Если вспомнить еще личного врача, личного аптекаря, секретаря, двух священников, каптенармуса и повара, то мы увидим, что принцесса жила с истинно королевской роскошью, а особняк Шаро был постоянно полон людьми.
Однако блестящее положение не мешало принцессе постоянно попадать в неприятности и давать пищу для толков. И двор, и сам Наполеон жили в постоянном беспокойстве: что она еще придумает?
– Так что же ты натворила на этот раз? – поинтересовался Аксель.

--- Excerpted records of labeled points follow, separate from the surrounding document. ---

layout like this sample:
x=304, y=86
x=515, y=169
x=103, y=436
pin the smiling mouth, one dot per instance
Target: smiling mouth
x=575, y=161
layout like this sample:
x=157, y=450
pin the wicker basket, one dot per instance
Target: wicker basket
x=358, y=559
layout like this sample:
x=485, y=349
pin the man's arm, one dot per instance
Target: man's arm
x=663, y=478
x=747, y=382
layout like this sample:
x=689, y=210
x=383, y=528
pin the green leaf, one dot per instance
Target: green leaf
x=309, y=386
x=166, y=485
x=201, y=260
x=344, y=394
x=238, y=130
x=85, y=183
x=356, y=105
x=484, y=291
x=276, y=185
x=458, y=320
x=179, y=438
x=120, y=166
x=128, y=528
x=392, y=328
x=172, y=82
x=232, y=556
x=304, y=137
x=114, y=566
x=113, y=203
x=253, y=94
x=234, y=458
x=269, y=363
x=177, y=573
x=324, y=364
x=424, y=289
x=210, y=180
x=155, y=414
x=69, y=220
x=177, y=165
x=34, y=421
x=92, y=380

– Я – ничего, но эти сплетницы готовы и из мухи раздуть слона!
– Что же им не нравится?
– Эти мерзавки, осмеливающиеся обсуждать мое поведение, – я уверена, что здесь не обошлось без этой гадюки мадам де Контад, – заявляют, что будто бы неприлично позволять слуге-негру носить меня на руках в ванну и из ванны.
Граф улыбнулся.
Такие разговоры в салонах он уже слышал неоднократно. Дамы при этом закатывали глаза и всячески изображали праведное негодование; но граф не сомневался, что они млеют от восторга, представляя себе обнаженную женщину в руках могучего чернокожего африканца.
Однако сам граф знал, что Полина далеко не так испорчена, как хотелось бы ее завистницам, – ей просто нравится контраст ее молочно-белой кожи с черной кожей негра.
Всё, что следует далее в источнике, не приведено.